In den Produkthallen des Firmengeländes von Claus, das sich über rund 2.500 Quadratmeter erstreckt und auch Kühlhallen umfasst, lagern die Rohstoffe in den Regalen. Den größten Anteil machen Weizen und Haferflocken aus; es gibt Säcke voller getrockneter Insekten, indischer Krebse, aber auch Erdnüsse, Soja, Traubenzucker oder fertiger Chinchilla-Pellets. Die Produkte werden palettenweise angeliefert oder in sogenannten Big Bags, die in der Regel 600 Kilogramm enthalten, manchmal sogar eine ganze Tonne. Nach dem Abwiegen kommen sie entsprechend der Rezepturen in die großen Mischmaschinen.

„Nach wie vor produzieren wir viel Futter auf Insektenbasis. Wir verarbeiten im Jahr etwa 98.000 Kilogramm Insekten“, sagt Mayer. „Wir legen selbst hohen Wert auf Qualität. Außerdem müssen wir auf gesetzliche Vorgaben achten, was die Qualitätssicherung betrifft“, so der Geschäftsführer. Das Unternehmen arbeitet deshalb nach dem Qualitätssicherungssystem HACCP (Hazard Analysis and Critical Control Points, deutsch: Gefahrenanalyse und kritische Kontrollpunkte), ein international verbindliches Qualitätsmanagement-System für Lebensmittel.

Futtermittelhersteller werden unter anderem von Futtermittelbehörden und Veterinärämtern streng kontrolliert, ähnlich der Hersteller für die Lebensmittelproduktion. Durch die Skandale in der Lebensmittelproduktion sind auch in der Futtermittelherstellung die Anforderungen höher geworden. Nachhaltigkeit ist ein großes Thema, das auch die Zoofachhandlungen und die Endkunden interessiert. Bezieht man Produkte aus aller Welt, gibt es da einiges zu beachten. „Nach der Fusion haben wir alle Rezepturen überprüft und alles rausgenommen, was wir als nicht tragbar empfunden haben“, so Mayer. Das heißt zum Beispiel: reine Naturprodukte, kein Zucker im Futter, keine Gentechnik, keine künstlichen Konservierungsstoffe, keine schädlichen Zusatzstoffe.

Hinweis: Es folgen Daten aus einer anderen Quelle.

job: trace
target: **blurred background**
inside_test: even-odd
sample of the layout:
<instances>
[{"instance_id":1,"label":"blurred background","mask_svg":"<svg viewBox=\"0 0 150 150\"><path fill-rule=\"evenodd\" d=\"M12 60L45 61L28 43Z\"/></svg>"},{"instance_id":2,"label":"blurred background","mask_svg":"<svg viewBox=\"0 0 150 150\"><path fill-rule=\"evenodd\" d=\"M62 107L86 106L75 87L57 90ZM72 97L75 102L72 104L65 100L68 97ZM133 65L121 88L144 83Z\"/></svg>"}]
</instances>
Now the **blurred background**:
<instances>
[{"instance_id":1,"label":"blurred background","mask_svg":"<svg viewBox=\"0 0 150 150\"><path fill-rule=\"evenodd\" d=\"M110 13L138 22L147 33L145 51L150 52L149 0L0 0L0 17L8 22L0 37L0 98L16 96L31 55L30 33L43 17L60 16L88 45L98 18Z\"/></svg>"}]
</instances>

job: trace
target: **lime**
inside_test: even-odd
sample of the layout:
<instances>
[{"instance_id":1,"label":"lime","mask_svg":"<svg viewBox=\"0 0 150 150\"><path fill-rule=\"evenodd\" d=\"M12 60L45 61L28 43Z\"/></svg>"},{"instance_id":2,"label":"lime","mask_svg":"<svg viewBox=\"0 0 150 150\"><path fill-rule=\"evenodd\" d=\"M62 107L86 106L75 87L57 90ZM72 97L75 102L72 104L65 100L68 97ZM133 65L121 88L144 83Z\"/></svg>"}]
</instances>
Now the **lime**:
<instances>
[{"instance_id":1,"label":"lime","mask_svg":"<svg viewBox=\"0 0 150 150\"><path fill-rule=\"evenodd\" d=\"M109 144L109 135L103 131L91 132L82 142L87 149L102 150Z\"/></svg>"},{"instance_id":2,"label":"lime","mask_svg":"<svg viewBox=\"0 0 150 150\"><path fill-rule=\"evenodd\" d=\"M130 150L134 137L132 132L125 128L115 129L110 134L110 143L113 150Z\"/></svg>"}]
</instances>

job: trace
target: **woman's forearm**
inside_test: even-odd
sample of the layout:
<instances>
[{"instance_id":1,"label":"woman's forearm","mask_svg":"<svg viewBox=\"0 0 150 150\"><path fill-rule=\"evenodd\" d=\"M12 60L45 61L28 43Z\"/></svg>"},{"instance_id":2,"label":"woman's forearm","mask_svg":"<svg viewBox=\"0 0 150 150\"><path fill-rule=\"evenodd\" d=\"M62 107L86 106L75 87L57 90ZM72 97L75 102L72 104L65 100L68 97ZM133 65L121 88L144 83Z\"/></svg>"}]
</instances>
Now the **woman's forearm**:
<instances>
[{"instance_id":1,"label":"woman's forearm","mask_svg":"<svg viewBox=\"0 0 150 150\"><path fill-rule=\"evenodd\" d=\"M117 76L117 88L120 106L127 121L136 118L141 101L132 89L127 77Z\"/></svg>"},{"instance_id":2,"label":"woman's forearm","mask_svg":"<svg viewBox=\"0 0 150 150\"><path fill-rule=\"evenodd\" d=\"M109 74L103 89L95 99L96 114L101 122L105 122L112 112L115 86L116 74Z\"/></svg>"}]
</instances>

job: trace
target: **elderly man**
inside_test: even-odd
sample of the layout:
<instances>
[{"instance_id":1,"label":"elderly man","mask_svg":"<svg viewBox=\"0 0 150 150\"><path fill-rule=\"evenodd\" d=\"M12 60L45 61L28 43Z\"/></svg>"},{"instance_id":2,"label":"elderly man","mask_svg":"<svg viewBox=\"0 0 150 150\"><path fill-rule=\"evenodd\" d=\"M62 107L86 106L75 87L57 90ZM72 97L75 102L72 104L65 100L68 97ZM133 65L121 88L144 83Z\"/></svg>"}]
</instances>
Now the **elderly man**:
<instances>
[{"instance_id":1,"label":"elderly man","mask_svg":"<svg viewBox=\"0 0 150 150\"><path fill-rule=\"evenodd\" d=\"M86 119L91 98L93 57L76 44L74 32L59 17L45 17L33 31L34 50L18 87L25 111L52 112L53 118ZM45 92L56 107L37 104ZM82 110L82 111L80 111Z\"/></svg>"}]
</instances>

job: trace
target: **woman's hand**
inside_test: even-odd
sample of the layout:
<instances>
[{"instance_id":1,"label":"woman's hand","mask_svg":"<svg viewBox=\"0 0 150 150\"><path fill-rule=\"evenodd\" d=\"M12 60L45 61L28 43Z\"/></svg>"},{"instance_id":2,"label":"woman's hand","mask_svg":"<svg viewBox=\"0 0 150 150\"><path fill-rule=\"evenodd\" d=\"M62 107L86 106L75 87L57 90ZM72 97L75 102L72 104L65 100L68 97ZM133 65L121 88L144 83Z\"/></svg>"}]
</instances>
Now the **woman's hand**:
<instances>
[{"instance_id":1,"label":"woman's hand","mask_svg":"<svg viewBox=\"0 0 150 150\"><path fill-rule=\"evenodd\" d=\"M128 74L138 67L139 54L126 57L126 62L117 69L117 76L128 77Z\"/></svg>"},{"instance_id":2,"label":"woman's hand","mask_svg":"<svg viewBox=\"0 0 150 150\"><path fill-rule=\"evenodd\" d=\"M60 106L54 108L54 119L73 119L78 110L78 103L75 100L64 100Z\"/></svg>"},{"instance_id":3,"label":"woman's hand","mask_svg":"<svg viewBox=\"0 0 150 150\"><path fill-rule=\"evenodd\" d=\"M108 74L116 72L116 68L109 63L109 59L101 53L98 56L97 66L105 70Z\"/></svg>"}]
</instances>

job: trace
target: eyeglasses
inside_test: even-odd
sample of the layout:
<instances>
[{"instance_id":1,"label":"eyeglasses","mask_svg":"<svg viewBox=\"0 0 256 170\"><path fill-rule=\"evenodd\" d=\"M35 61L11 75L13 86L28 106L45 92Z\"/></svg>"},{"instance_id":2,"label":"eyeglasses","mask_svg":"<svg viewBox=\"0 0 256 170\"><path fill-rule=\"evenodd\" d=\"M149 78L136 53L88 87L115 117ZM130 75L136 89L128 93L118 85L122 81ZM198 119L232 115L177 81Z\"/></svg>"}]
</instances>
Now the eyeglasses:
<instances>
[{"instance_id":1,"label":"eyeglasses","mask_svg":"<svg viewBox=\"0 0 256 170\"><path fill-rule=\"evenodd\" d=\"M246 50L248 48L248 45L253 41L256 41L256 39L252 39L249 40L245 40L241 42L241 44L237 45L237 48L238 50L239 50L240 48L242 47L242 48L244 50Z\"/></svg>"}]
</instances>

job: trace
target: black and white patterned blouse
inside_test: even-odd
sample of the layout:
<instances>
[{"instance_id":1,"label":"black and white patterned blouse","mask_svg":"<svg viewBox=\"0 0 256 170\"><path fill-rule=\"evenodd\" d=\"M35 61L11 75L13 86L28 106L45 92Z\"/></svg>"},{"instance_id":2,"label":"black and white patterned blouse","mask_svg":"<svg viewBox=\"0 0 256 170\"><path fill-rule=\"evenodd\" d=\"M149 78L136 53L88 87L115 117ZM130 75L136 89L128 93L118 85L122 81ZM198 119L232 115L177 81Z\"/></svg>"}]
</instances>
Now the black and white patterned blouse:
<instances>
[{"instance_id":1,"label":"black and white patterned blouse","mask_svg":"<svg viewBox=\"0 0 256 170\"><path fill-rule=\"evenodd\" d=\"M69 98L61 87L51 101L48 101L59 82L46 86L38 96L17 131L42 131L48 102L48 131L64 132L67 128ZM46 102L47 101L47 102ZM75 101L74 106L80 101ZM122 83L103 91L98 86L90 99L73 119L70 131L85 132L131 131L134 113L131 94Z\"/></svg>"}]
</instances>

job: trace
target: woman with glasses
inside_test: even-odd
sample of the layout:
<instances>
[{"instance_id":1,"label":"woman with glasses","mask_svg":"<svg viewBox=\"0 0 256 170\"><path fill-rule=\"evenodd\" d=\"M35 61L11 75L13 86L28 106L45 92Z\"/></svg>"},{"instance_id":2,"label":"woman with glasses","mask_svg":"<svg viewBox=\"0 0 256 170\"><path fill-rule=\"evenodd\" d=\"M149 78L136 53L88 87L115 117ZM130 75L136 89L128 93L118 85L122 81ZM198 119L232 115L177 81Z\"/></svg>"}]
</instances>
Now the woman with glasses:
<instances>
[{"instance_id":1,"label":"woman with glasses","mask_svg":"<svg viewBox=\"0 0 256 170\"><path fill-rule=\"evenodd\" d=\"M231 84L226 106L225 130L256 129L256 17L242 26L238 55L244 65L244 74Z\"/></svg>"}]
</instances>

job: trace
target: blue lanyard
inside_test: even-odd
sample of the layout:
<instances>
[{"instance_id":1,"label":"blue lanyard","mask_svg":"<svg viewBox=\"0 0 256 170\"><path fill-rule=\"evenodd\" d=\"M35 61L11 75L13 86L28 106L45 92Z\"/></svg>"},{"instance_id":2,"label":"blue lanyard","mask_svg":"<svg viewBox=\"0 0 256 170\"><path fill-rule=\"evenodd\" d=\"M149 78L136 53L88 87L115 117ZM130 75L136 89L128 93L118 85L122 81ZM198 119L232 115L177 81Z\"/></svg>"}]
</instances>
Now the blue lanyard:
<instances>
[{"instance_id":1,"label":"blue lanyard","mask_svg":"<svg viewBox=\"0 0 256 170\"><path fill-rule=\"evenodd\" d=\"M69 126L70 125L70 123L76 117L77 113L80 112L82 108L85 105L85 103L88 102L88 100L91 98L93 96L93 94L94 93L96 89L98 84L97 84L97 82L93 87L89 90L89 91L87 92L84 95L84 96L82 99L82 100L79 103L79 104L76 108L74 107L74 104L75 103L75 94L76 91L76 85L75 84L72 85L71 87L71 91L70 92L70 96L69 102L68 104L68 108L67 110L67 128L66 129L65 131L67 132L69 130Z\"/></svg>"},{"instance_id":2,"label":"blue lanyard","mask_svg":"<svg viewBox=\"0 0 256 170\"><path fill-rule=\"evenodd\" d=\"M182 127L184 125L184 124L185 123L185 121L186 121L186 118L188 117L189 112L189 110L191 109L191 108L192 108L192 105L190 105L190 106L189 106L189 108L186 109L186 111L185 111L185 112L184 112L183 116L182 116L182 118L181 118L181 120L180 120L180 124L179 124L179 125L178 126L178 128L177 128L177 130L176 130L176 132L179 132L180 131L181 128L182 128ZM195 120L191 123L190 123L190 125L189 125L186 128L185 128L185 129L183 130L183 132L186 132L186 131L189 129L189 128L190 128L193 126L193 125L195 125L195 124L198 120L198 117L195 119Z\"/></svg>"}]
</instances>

„Viele unerwünschte Stoffe können sich schon in den Rohstoffen verbergen. Deshalb müssen wir auch prüfen, ob die Rohstoffe unserem Qualitätsanspruch entsprechen und entsprechend zertifiziert sind.“ Das habe die Produktion teurer gemacht und es sei nötig gewesen, Lieferanten zu wechseln. „Wir brauchen vertrauenswürdige Lieferanten“, sagt Mayer. Das sei wichtig, denn die Kunden wiederum vertrauen dem Hersteller und wollen sich auf die Qualität der Naturprodukte verlassen können.